Once all these factors have been taken into account we'll get to the most interesting one: what do the affected genes do? Some will be genes about which little or nothing is known – identified as genes because they could code for proteins, and often because the same hypothetical proteins also show up in other bacteria. But some will be genes whose functions are known, and this is the information we’ll use to decide what to do next.

One additional concern is ‘ascertainment bias. Because microarray analysis is more accurate for genes that are strongly expressed in the untreated cells (produce lots of mRNA), it is more likely to confidently detect relatively small changes in gene expression in these genes, and to miss or not trust small changes in weakly-expressed genes. Several of the genes on the preliminary lists encode ribosomal proteins, which we know are normally highly expressed. If we find that, say, 40% of the induced genes encode ribosomal proteins, does this mean that ribosomal proteins are preferentially induced by antibiotic treatment, or only that they are the easiest to detect? One check on this would be whether ribosomal protein genes also show up in the sets of genes that appear to be repressed by the treatment; if so this is probably an ascertainment bias effect.

If each treatment has produced only a few genes with significantly changed expression, and these barely make the two-fold cutoff, we might decide not to proceed with additional experiments, especially if we don’t know what these genes do.

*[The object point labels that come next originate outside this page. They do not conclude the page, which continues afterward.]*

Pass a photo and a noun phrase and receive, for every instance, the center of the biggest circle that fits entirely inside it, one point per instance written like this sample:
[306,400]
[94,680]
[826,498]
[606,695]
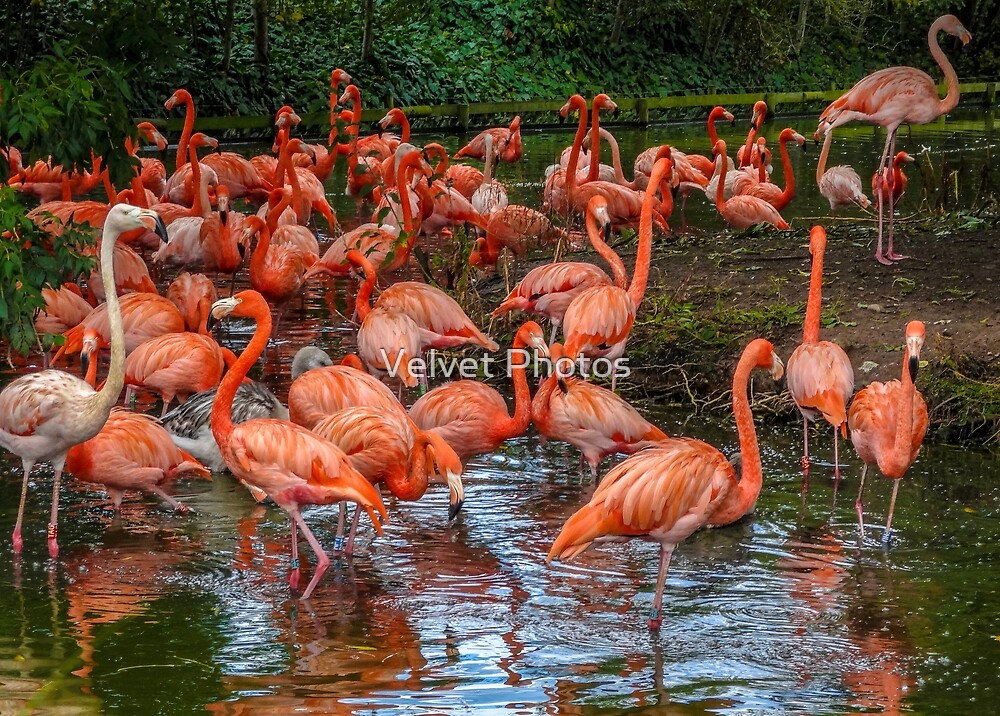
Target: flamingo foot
[53,541]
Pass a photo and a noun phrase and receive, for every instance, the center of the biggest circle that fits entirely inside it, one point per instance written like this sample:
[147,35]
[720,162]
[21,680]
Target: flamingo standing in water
[820,376]
[899,95]
[598,321]
[593,419]
[841,185]
[888,188]
[888,422]
[44,414]
[471,416]
[669,491]
[548,290]
[742,211]
[772,193]
[291,465]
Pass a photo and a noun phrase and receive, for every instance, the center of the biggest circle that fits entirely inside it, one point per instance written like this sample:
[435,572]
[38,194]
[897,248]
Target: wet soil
[709,294]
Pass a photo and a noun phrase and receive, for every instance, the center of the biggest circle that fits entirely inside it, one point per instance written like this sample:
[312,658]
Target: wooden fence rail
[639,107]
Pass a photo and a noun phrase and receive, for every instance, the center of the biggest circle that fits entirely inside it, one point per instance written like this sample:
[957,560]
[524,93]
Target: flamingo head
[181,95]
[914,342]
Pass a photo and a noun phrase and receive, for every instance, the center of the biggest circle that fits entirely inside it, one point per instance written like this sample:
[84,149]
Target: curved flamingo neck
[950,100]
[221,417]
[579,104]
[103,400]
[899,458]
[713,116]
[640,275]
[595,142]
[516,424]
[182,143]
[616,159]
[362,304]
[752,475]
[810,330]
[594,232]
[202,205]
[823,156]
[786,162]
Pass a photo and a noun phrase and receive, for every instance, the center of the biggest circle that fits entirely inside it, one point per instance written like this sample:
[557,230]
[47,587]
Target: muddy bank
[709,294]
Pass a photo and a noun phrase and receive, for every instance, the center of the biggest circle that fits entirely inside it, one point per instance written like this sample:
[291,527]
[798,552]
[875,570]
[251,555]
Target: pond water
[786,611]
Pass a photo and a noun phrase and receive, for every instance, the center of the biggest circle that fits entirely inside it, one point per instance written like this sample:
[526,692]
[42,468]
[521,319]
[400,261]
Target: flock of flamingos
[345,431]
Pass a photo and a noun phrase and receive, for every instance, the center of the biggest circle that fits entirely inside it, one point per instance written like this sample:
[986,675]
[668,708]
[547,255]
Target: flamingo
[771,193]
[326,390]
[44,414]
[742,211]
[463,178]
[548,290]
[888,188]
[513,227]
[750,154]
[291,465]
[500,136]
[234,171]
[598,321]
[189,423]
[132,452]
[593,419]
[491,195]
[668,492]
[899,95]
[841,185]
[888,422]
[385,245]
[175,365]
[820,376]
[65,308]
[143,315]
[193,295]
[471,416]
[408,319]
[386,447]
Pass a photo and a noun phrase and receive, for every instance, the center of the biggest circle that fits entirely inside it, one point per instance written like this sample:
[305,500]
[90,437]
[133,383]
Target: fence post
[642,109]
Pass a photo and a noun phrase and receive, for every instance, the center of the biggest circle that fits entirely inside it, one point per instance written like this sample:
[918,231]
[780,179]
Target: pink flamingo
[291,465]
[888,188]
[841,185]
[44,414]
[668,492]
[820,376]
[471,416]
[741,211]
[888,422]
[899,95]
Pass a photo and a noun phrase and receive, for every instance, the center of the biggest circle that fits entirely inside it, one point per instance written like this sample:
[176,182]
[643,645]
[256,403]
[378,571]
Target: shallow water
[786,611]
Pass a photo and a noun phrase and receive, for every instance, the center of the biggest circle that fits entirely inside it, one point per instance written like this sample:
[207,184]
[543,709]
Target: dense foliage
[476,50]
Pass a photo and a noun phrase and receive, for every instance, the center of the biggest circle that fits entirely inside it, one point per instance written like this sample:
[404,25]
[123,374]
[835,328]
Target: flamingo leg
[656,618]
[892,506]
[322,561]
[17,541]
[293,574]
[176,504]
[53,530]
[349,547]
[859,505]
[338,541]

If some ‘interesting’ genes show significant effects, we will probably use an independent method to confirm that they really are induced. This method is real-time (quantitative) PCR. It’s time-consuming and expensive, but it can give more accurate measurements of the amounts of specific RNAs in different samples.

And if the results are promising we’ll go on to do more microarray analysis, this time using cells carrying mutations that make them resistant to the harmful effects of high doses of these antibiotics. We suspect that these cells will respond differently to the low doses we’re tested on normal cells. Because a lot is known about how such resistance mutations act, their effects on low-dose responses will help us understand how the low doses exert their effects, and the significance of these effects for antibiotics used to treat infections.

(I'm away from the lab for a few days; I wrote this and the next two posts on the plane. They can fill the gap until I get back.)